The dual luciferase plasmids do not affect B. burgdorferi acquisition efficiency. Groups of ~200 naïve Ixodes scapularis larvae were fed to repletion on mice infected with B. burgdorferi containing distinct luciferase plasmids. Subsets of individual fed larvae per B. burgdorferi clone were surface sterilized, crushed, and plated in solid BSKII containing RPA cocktail and 50 μg/ml streptomycin. Data points represent the number of colony forming units (CFUs) per individual fed larva. Uninfected larvae (CFU = 0) are represented as data points on the X-axis.
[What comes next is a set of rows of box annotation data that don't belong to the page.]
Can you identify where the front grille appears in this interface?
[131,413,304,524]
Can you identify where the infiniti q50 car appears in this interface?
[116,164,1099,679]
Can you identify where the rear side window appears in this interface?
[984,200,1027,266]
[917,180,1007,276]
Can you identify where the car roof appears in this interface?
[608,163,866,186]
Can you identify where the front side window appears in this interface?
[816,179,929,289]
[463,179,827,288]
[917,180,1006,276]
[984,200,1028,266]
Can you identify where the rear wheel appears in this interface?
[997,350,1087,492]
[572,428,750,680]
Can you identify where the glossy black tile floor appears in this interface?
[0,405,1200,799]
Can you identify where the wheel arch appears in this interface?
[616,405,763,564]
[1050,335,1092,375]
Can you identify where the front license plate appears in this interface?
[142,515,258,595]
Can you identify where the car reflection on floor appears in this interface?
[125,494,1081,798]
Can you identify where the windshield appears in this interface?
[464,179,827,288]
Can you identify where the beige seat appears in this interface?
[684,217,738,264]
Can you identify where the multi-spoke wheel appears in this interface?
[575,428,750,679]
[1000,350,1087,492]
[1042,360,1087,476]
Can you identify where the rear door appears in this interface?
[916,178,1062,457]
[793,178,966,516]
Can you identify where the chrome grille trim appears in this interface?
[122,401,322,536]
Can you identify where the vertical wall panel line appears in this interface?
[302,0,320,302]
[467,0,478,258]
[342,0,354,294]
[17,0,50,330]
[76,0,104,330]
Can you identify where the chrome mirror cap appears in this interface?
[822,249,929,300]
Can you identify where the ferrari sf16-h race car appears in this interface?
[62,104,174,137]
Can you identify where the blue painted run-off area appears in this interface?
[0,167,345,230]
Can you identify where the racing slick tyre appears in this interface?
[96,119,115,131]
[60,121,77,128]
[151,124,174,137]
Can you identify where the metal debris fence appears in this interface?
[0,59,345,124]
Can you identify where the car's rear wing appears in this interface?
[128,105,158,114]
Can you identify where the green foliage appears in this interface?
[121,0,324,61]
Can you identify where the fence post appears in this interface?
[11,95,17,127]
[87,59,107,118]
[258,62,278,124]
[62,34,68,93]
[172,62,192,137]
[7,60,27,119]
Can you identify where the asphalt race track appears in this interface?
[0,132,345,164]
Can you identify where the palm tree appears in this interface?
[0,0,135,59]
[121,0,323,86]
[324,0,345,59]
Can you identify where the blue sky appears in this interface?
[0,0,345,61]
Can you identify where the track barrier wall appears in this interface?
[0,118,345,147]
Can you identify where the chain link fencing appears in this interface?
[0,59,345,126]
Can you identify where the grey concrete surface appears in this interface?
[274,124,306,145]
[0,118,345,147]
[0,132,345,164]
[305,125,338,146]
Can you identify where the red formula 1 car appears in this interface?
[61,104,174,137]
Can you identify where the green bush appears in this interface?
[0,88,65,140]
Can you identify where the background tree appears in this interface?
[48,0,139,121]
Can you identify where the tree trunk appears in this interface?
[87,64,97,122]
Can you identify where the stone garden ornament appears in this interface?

No significant differences were detected across the data as determined with a one-way ANOVA.

Figure 5

The dual luciferase assay quantitates known patterns of B. burgdorferi transcript expression in nymphs. (A) Groups of eight fed nymphs per B. burgdorferi clone were surface sterilized and crushed in 250 μl of PBS and the in vivo tick luciferase assay performed with 100 μl of tick extract and 700 μM D-luciferin or 3.5 mM coelenterazine. The data are presented as the mean relative Fluc_Bb units per 10⁸ relative Rluc_Bb units ± standard deviation (n = 3; B. burgdorferi carrying pCFA803 n = 2). (B) Relative Rluc_Bb luciferase activity is reflective of spirochete numbers in extracts from fed infected nymphs. 1 μl of fed nymph extract was plated for CFUs in solid BSKII containing RPA cocktail and 50 μg/ml streptomycin. The number of CFUs/100 μl of tick extract (CFUs) was plotted against the relative Rluc_Bb units for the same extract. The red dotted line indicates the established LoQ for relative Rluc_Bb units. Black symbols represent extracts with quantifiable relative Rluc_Bb units and red symbols represent extracts with non-quantifiable Rluc_Bb units. A nymph extract with no detectable CFU (CFU = 0) is represented as the data point on the Y-axis. A significant positive correlation was detected between CFU and relative Rluc_Bb units (Pearson coefficient, r = 0.8022, p = 0.0017).